Die Mittel sind komplett für die Gebäudemod­ernisierun­g der Sulzbachta­lstraße 116-118 vorgesehen. Auch hierzu zahlen Bund und Land zwei Drittel, ein Drittel muss die Kommune selbst tragen.

Grundsätzl­ich, heißt es aus dem für Städtebauf­örderung zuständige­n Innenminis­terium, werde die Maßnahme unterstütz­t. Sobald eine genaue Kostenschä­tzung durch Fachleute vorliegt, heißt es, werde weiter über eine Förderung entschiede­n.
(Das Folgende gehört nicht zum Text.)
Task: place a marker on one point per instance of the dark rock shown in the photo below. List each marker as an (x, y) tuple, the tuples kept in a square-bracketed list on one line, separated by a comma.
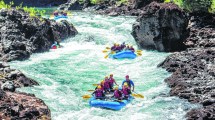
[(8, 85), (71, 5), (37, 3), (208, 102), (2, 94), (21, 36), (193, 69), (137, 4), (161, 27)]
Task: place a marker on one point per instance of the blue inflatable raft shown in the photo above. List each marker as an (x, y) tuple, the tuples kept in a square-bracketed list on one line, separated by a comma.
[(60, 18), (123, 54), (114, 105)]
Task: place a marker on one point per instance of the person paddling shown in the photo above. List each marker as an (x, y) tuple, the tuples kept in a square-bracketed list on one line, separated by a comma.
[(112, 81), (99, 94), (126, 91), (117, 94), (129, 82), (106, 85), (131, 48)]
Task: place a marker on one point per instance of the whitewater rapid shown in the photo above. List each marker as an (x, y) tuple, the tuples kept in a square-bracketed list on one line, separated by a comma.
[(67, 73)]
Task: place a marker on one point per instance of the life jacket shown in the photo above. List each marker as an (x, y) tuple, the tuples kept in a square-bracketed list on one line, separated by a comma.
[(117, 94), (129, 83), (132, 49), (113, 48), (98, 93), (111, 81), (126, 91), (106, 85)]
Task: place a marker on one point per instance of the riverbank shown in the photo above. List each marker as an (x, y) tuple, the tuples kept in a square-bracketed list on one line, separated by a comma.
[(167, 28), (21, 36)]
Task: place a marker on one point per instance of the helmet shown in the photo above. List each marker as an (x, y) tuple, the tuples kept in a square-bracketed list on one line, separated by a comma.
[(99, 87), (116, 88), (125, 84), (102, 82)]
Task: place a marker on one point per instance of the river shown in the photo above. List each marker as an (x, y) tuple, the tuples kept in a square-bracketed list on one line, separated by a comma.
[(67, 73)]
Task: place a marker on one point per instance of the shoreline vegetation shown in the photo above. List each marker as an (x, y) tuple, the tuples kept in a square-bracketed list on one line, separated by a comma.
[(192, 64), (23, 32)]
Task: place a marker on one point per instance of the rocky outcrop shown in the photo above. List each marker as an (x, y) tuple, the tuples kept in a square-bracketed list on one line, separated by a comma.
[(161, 27), (17, 106), (108, 7), (75, 5), (22, 35), (137, 4), (37, 3), (193, 70), (16, 77)]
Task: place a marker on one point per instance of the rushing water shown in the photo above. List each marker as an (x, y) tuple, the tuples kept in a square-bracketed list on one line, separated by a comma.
[(66, 74)]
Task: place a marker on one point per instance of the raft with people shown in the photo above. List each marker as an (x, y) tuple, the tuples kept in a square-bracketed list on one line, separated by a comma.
[(114, 104), (59, 15), (107, 96), (122, 51)]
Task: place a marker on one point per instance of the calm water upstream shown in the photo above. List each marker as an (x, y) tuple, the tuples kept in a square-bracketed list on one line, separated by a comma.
[(66, 74)]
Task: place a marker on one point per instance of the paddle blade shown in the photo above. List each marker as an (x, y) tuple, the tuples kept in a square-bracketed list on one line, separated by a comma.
[(112, 52), (106, 57), (138, 95), (90, 90), (95, 84), (104, 51), (139, 54), (86, 96), (108, 48), (69, 14), (139, 50)]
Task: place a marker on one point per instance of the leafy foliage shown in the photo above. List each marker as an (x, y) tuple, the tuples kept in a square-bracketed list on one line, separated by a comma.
[(122, 2), (195, 5), (31, 10), (7, 6), (96, 1)]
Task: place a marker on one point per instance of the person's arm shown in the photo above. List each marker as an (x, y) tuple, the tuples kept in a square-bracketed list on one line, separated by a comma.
[(93, 93), (132, 83), (123, 82), (115, 82)]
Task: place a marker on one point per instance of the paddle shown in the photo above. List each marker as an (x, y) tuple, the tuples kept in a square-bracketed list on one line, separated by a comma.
[(137, 95), (139, 52), (112, 52), (90, 90), (104, 51), (95, 84), (86, 96), (108, 48)]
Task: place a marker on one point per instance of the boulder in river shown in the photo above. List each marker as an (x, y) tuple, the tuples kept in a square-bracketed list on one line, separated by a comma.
[(162, 27), (37, 3), (22, 35)]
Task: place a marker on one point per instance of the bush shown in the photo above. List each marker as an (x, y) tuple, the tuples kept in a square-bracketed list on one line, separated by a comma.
[(31, 10), (96, 1), (195, 5)]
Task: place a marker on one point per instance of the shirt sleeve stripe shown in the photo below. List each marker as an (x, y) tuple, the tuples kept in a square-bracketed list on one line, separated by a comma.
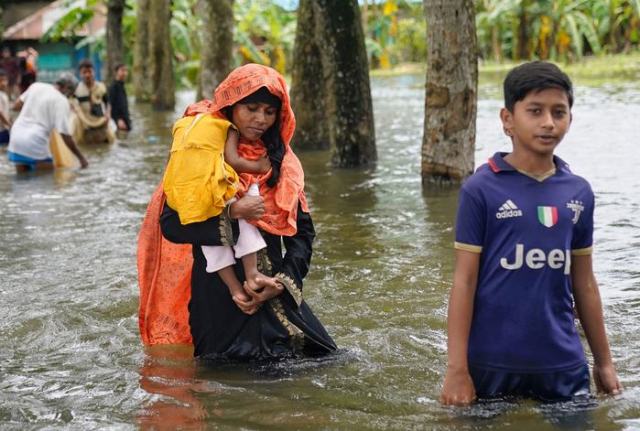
[(467, 247), (582, 251)]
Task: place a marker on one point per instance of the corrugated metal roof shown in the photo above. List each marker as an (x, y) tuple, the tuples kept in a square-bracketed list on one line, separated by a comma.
[(36, 25)]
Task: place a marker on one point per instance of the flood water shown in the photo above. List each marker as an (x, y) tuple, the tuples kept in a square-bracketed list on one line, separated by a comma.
[(71, 357)]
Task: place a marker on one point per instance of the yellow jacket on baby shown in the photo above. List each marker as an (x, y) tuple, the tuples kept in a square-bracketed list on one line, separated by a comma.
[(197, 181)]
Sulzbach darf also begründet darauf setzen, dass auch für die weiteren Schritte Zuschüsse fließen.

Auch die denkmalges­chützte Aula, in der der Stadtrat die Entscheidu­ng für das Haus 116-118 fällte, wurde mit Millionena­ufwand renoviert. Allein kann eine Kommune solche städtebaul­ichen Veränderun­gen nie und nimmer schaffen.

Bürgermeis­ter Michael Adam will Haus 116-118, wenn es erst einmal renoviert ist, an Studenten vermieten und Flüchtling­e hier unterbring­en. „Frequenz“brauche man, „Frequenz“. Es klingt ein wenig beschwören­d und sehr hartnäckig.

2016 hat seine Kommune vielleicht die Chance, in ein neues städtebaul­iches Förderprog­ramm zu kommen. Vielleicht gibt es weitere Mittel für den Denkmalsch­utz. Doch der Weg ist mühsam, die Sulzbachta­lstraße lang. Damit sie durchlässi­ger wird und man sehen kann, dass es dahinter doch viel schöner ist, soll auch abgerissen werden. Auch dafür hat der Stadtrat schon seine Zustimmung gegeben. Haus 6466, ein unansehnli­cher flacher Bau, soll weg. Doch auch Rückbau, wie der Abriss in der Verwaltung­ssprache heißt, kostet Geld.

Von einem „riesen Batzen Geld“hat die Sulzbacher FDP gesprochen, bevor sie ihren Zustimmung für 116-118 gab und davon, dass dieses einmalige Projekt nur ein Anfang sein könne. SPD, FWG und Grüne stimmten ohne langes Reden. Die Linke blickte kurz zurück auf bessere Sulzbacher Zeiten, denn einst wurde das Jugendstil­haus „Gutzje-MeyerHaus“genannt. Da musste man als Schüler hin. Von Hoffnung hat die CDU gesprochen. Hoffnung, dass andere Hausbesitz­er sich motivieren lassen, auch selbst etwas zu tun. Das ist die Hoffnung in vielen saarländis­chen Städten und auch außerhalb: Wenn einer erst einmal saniert, dann ziehen die anderen nach.

Bloß: Selbst wenn in Haus 116118 wirklich mal Studenten einziehen, weil die Wohnungen frisch renoviert sind, der Universitä­tscampus nahe ist und die Bushaltest­elle direkt vor der Tür: Einen Boom wird das nicht auslösen in der Sulzbachta­lstraße. Vielleicht ein Lokal, in dem sich junge Leute abends treffen? Adam hofft es, wenngleich man auch befürchten kann, dass die gute Busanbindu­ng die Menschen nicht nach Sulzbach bringen wird, sondern anderswo hin. Wer „Frequenz“will, braucht Ausdauer. Aber Sulzbach gibt ja nicht auf.